Anfechtung wegen Inhaltsirrtums, § 119 I Alt.1 BGB
Anspruch auf Ersatz des Vertrauensschauens, § 122 BGB

Anspruchsgrundlagen

§ 433 II BGB
§ 122 I BGB

Gutachten: Toilettenpapier-Fall

A. Anspruch auf Kaufpreiszahlung, § 433 II BGB

Der Verkäufer V könnte gegen die Mädchenschule M einen Anspruch auf Zahlung des Kaufpreises für die gelieferten 3600 Rollen Klopapier („25 Gros Rollen“) haben.

I. Abschluss eines Kaufvertrages

Dafür müssten der V und die M einen wirksamen Kaufvertrag abgeschlossen haben.

Vorliegend hat der V der K den Kauf von 25 Gros Toilettenpapier vorgeschlagen und damit ein Angebot abgegeben. Dieses Angebot hat K nach § 164 I BGB im Namen der M angenommen. Zwar ging die K davon aus, dass ihr 25 große Rollen Toilettenpapier und nicht 25 Groß, also 3600 Rollen Toilettenpapier, angeboten werden. Dennoch ist die Willenserklärung der K nach §§ 133, 157 BGB als Einverständnis mit dem Kauf von 25 Gros Rollen Toilettenpapier auszulegen, da insofern der objektive Empfängerhorizont maßgeblich ist. Angebot und Annahme liegen vor.

V und M (vertrteen durch K) haben sich über den Verkauf von 3600 Rollen Toilettenpapier geeinigt, sodass die Vertragsparteien einen Kaufvertrag nach § 433 BGB geschlossen haben.

II. Wirksamkeit des Kaufvertrages

Fraglich ist, ob der Kaufvertrag wirksam ist. Dieser könnte nach § 142 I BGB durch Anfechtung der M ex tunc unwirksam sein. Dies setzt eine wirksame Anfechtung des Kaufvertrages voraus.

1. Anfechtungserklärung, § 143 I BGB

Die Anfechtung muss nach § 143 I BGB gegenüber dem Anfechtungsgegener erklärt werden. Vorliegend hat die K bei der Lieferung des Toilettenpapiers die Annahme eines Großteils des Toilettenpapiers verweigert und nur 25 Rollen angenommen und bezahlt. Dadurch erklärt sie konkludent gegenüber dem V als Vertragspartner die Anfechtung des Kaufvertrages.

2. Anfechtungsgrund, § 119 I Alt.1 BGB

Zudem ist ein Anfechtungsgrund erforderlich. Hier hat sich die K über die Mengenbezeichnung „Gros“ geirrt.

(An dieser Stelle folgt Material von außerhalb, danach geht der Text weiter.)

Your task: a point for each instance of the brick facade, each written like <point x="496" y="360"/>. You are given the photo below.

Bei Vertragsschluss ging sie subjektiv davon aus, 25 Rollen Klopapier zu kaufen, objektiv hat sie allerdings die Annahme des Kaufs von 3600 Rollen Toilettenpapier erklärt. Da somit das objektiv Erklärte und das subjektiv Gewollte auseinanderfällt, liegt ein Irrtum vor.

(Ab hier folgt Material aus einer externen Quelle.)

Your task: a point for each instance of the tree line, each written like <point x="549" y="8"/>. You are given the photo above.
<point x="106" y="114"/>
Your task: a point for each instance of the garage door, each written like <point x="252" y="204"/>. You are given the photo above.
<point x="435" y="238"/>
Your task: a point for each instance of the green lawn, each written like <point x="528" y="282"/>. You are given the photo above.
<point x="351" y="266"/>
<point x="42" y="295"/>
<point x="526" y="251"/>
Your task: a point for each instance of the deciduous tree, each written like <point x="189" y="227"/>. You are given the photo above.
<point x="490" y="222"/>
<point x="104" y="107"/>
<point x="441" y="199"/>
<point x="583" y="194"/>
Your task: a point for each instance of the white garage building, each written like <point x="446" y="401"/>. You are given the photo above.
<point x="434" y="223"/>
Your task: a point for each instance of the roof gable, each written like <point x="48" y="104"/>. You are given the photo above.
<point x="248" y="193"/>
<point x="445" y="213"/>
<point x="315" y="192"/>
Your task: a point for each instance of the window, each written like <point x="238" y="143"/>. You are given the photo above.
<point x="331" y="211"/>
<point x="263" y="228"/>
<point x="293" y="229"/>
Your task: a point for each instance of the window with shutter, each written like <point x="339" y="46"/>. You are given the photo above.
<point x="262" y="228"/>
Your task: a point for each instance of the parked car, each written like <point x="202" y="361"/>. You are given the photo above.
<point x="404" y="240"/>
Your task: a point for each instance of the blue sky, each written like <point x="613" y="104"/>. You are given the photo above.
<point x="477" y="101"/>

Hier irrt sich die K über die rechtliche Bedeutung seiner Erklärung. Die K erklärt 25 Gros Rollen Toilettenpapier zu kaufen. Sie geht davon aus, 25 große Rollen zu kaufen, obwohl 25 Groß tatsächlich 3600 Rollen meint.

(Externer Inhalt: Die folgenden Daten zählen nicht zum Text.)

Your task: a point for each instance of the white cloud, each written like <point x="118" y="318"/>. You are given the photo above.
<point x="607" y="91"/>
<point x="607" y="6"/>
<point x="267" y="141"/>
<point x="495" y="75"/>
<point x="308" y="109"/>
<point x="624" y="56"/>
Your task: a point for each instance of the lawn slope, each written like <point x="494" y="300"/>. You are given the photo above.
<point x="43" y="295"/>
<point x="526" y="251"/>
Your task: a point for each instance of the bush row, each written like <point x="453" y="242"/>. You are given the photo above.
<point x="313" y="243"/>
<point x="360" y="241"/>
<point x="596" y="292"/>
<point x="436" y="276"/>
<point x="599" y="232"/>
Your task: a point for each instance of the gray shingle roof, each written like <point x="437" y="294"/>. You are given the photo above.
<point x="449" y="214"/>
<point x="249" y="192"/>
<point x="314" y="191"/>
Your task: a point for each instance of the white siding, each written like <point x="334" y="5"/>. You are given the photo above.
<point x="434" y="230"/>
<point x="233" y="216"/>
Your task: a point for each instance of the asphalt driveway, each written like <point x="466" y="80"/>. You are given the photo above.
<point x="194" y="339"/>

Hinweis: 25 Gros = 25 mal 12 mal 12 = 3600 (Klopapierrollen)

Damit liegt ein Inhaltsirrtum i.S.d. § 119 I Alt.1 BGB vor.

ErklärungsirrtumInhaltsirrtum
Erklärende verschreibt, vertippt oder verspricht sichErklärende irrt über die rechtliche Bedeutung seiner Erklärung (Irrtum über den Erklärungsinhalt)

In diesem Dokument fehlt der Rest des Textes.